Touring Lyle Washington DC with Creative Director Jacu Strauss

Lore Group's new hotel captures a residential sensation

Earlier this year, boutique hotel brand Lore Group opened its second property in the US capital. Designed as the antithesis to its more serious sister, Riggs (named for the bank that funded many political campaigns and Washington socialites since the turn of the century), Lyle is set on a tree-lined street in the city’s tony Dupont Circle neighborhood.

“The whole narrative here is about capturing a residential feel with the rooms and the food and beverage offering,” explains Jacu Strauss, Lore Group’s creative director and the brains (and, in some cases, braun) behind the hotel. Born and raised in South Africa, Strauss came into his own in the design profession when he worked with British design icon Tom Dixon on London’s Sea Containers hotel, also owned by Lore Group. He made such an impression on his client that they offered him a job as the group’s creative director. Strauss took this new appointment as a chance to unleash multifaceted creativity as a furniture designer, artist and architect.

Strauss recalls there were several quirks that he inherited with the Art Deco building in DC. “It was designed to be an apartment building which is why the public areas aren’t really that big,” he says. “It was never designed to be a hotel with a massive lobby.” He worked around this setback by introducing a gallery space off the reception area, where custom-designed plinths showcase a menagerie of art and sculpture. This addition reveals another Strauss talent. “I’m a master eBay shopper,” he explains, admitting the vast majority of the “sculptures” on display are actually internet finds. Other pieces were procured from two of Strauss’ favorite DC vintage shops that he encourages all to frequent, “Miss Pixie’s on 14th street has antique glass and silverware and some vintage table lamps, and GoodWood on U street is where I picked up some small accent furniture items and small side tables.”

Strauss is also a masterful painter and created 50 pieces that are featured throughout the hotel. “I wanted to do original artworks because I feel that adds that extra residential touch. Because I do all aspects of the design I felt that I should do something that worked with the concept as a whole. I had planned to do them over a period of a year but in the end, due to COVID, I had a month to do them all, so I worked every day,” he explains, recalling that he tackled the winter elements for nights on end, on the rooftop of the Riggs. “The artworks are surreal landscapes that hopefully allow guests to dream and see something unique only to them, like finding shapes in clouds,” he adds.
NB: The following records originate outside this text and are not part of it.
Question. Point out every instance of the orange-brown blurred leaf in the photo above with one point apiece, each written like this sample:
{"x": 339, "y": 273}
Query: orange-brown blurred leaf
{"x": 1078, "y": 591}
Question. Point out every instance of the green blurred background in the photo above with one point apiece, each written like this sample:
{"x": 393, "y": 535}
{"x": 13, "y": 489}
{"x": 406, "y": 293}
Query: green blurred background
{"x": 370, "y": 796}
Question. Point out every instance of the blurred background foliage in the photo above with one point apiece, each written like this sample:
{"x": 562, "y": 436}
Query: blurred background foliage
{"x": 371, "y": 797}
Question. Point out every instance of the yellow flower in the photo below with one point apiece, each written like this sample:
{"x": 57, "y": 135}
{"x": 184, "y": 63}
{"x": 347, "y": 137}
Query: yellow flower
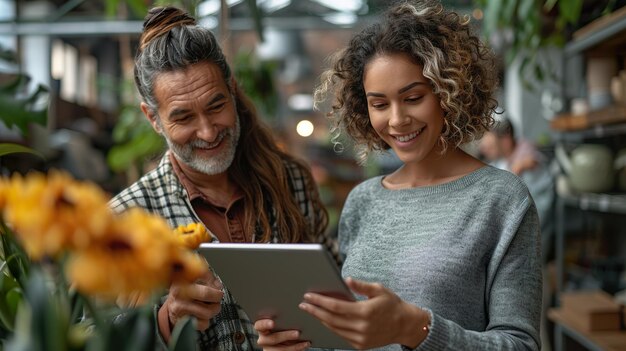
{"x": 136, "y": 256}
{"x": 53, "y": 213}
{"x": 192, "y": 235}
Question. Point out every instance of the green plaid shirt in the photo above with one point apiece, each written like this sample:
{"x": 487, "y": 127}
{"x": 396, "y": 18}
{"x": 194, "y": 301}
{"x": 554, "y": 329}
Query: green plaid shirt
{"x": 160, "y": 192}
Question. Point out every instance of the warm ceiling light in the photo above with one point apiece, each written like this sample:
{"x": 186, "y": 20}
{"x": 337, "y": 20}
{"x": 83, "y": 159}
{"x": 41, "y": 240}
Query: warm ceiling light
{"x": 300, "y": 102}
{"x": 273, "y": 5}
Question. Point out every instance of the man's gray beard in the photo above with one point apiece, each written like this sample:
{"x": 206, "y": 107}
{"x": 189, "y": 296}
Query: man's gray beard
{"x": 209, "y": 166}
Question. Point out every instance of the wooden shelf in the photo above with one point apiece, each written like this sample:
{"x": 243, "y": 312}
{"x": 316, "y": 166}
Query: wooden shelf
{"x": 600, "y": 35}
{"x": 604, "y": 340}
{"x": 595, "y": 132}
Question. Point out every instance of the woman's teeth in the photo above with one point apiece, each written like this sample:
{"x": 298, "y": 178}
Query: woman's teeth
{"x": 408, "y": 137}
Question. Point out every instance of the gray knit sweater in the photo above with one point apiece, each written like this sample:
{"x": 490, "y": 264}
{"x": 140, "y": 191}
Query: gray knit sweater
{"x": 466, "y": 251}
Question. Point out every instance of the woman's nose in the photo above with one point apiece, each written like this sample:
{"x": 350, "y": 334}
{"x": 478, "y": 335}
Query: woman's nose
{"x": 398, "y": 117}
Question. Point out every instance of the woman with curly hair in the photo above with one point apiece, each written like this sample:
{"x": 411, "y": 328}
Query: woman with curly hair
{"x": 443, "y": 253}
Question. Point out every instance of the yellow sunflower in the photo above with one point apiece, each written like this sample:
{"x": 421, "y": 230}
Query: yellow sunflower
{"x": 53, "y": 213}
{"x": 137, "y": 256}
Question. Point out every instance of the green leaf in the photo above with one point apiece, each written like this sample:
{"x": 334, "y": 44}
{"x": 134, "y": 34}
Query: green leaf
{"x": 184, "y": 335}
{"x": 111, "y": 7}
{"x": 42, "y": 324}
{"x": 492, "y": 14}
{"x": 138, "y": 7}
{"x": 13, "y": 87}
{"x": 549, "y": 4}
{"x": 257, "y": 18}
{"x": 121, "y": 157}
{"x": 20, "y": 113}
{"x": 17, "y": 262}
{"x": 6, "y": 149}
{"x": 7, "y": 310}
{"x": 570, "y": 10}
{"x": 141, "y": 335}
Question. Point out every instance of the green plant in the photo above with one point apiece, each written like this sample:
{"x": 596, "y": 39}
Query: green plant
{"x": 17, "y": 107}
{"x": 53, "y": 232}
{"x": 256, "y": 78}
{"x": 66, "y": 258}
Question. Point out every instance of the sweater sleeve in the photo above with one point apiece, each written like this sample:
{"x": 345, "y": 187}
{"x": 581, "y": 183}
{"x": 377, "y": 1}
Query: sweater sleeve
{"x": 513, "y": 295}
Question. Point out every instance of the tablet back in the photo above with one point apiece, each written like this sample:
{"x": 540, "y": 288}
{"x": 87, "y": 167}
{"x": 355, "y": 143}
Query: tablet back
{"x": 269, "y": 281}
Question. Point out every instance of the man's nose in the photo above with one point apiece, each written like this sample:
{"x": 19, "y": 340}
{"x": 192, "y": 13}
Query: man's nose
{"x": 207, "y": 130}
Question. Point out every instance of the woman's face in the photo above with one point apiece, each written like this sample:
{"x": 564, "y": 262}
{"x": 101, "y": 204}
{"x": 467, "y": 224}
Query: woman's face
{"x": 402, "y": 107}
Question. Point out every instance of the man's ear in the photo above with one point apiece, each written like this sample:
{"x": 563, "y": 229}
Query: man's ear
{"x": 151, "y": 116}
{"x": 233, "y": 85}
Opposite this gallery space, a cozy bar with lush butterscotch tufted banquettes is the preamble to a restaurant that’s tucked in the back. There, a central banquette loaded with white pillows plays right into Strauss’ residential narrative. A low ceiling is combated with stealthily placed pendant lights and wood trim formed into Art Deco shapes along with a central skylight adorned with a cluster of ethereal Herman Miller lanterns that Strauss says are reminiscent of clouds. The walls of the otherwise monochrome space are adorned with more of Strauss’ artwork. Lyle was intended to be a neighborhood restaurant, and a healthy assemblage from around Dupont Circle is already seen noshing on small plates like pea fitters and lamb meatballs or soul food like their crispy fried chicken with hot honey. 

Downstairs, past a clandestine emergency staircase, is a delightful subterranean entertainment space that picks up where the lobby left off—a place to actually sit rather than stand, and maybe even get some work done. Here, Strauss based the design on a chic DC apartment with a library/conference room, a colorful living room kitted out with funky Deco-inspired furniture pieces (many of which, unsurprisingly, were custom designed by Strauss) and a conservatory lined with succulents and the same white, cushion-covered seating that features in the restaurant upstairs.  

The hotel’s 196 rooms are designed in line with Strauss’ mandate, “Taking the best of what you’d find at home and making it better.” Corner King rooms offer the best views over the treetops of Dupont Circle, while 56 of the rooms feature sleek kitchenettes for longer stays. They include decidedly Deco burl headboards, handsome rattan seating and Strauss’ prevailing cloud reference by way of fluffy beds and low-slung chaises. 

Strauss is optimistic that this new feather in his design cap will flourish in a city that is truly enjoying a hospitality renaissance. “DC is a center of politics and lobbying, but it’s gradually changing. There are many more creative people here and it’s diversifying a lot,” he says, as he pulls a lightbulb out of his pocket—there’s always more to be done.